To say that the Doctor should remain male because that’s how it’s been in the past is not much different from saying that all subsequent Doctors should have been old because William Hartnell, the first to play the part, was. As it happened, it was only Hartnell’s forced retirement for ill health that gave the Doctor the power to regenerate; and as it developed, variety became the spice of the series’ life. From incarnation to incarnation, the Doctor is made to be different; chromosomes aside, you could drive a starship between Sylvester McCoy’s Doctor and Jon Pertwee’s, Christopher Eccleston’s and Matt Smith’s.

Indeed, “Doctor Who” itself has become something other than, and more than, what it set out to be, a kids show with an educational agenda. In its reborn, 21st-century state, under the stewardship of Russell T Davies, who revived it, and Moffat, it has explored the poetical and farcical resonances of its premises, and if it can sometimes be too serious for its own good, it cannot be faulted for a lack of ambition and vision. This leap across the gender gap would always have come if the series lasted; for the series to last, I think it had to come.

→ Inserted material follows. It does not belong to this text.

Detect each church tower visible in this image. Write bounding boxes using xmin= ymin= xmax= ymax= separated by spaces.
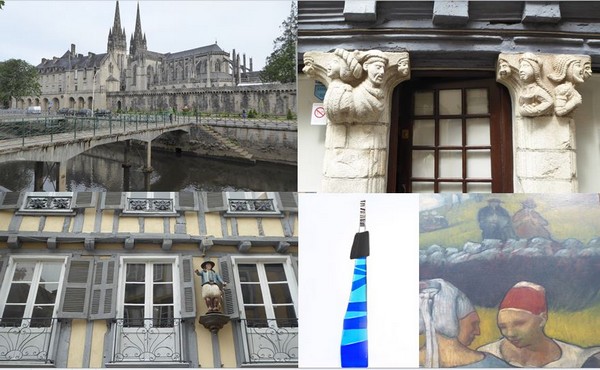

To take them at their published word, some viewers will abandon the show after this season; it’s equally likely that new viewers will sign on for the next. Either way, this is happening; it is the future that has been written, and there is no going back from going forward. Time can make any series stale; “Doctor Who” has lived as long as it has because it takes in fresh blood, not because it cleaves to any calcified notions of what can or can’t be done.

It is common for fans of the show to speak of “my Doctor,” the incarnation against whom they measure all the others. Now, for some fans — for boys as well as girls, surely — my Doctor will wear a female face. The prospect should make you happy.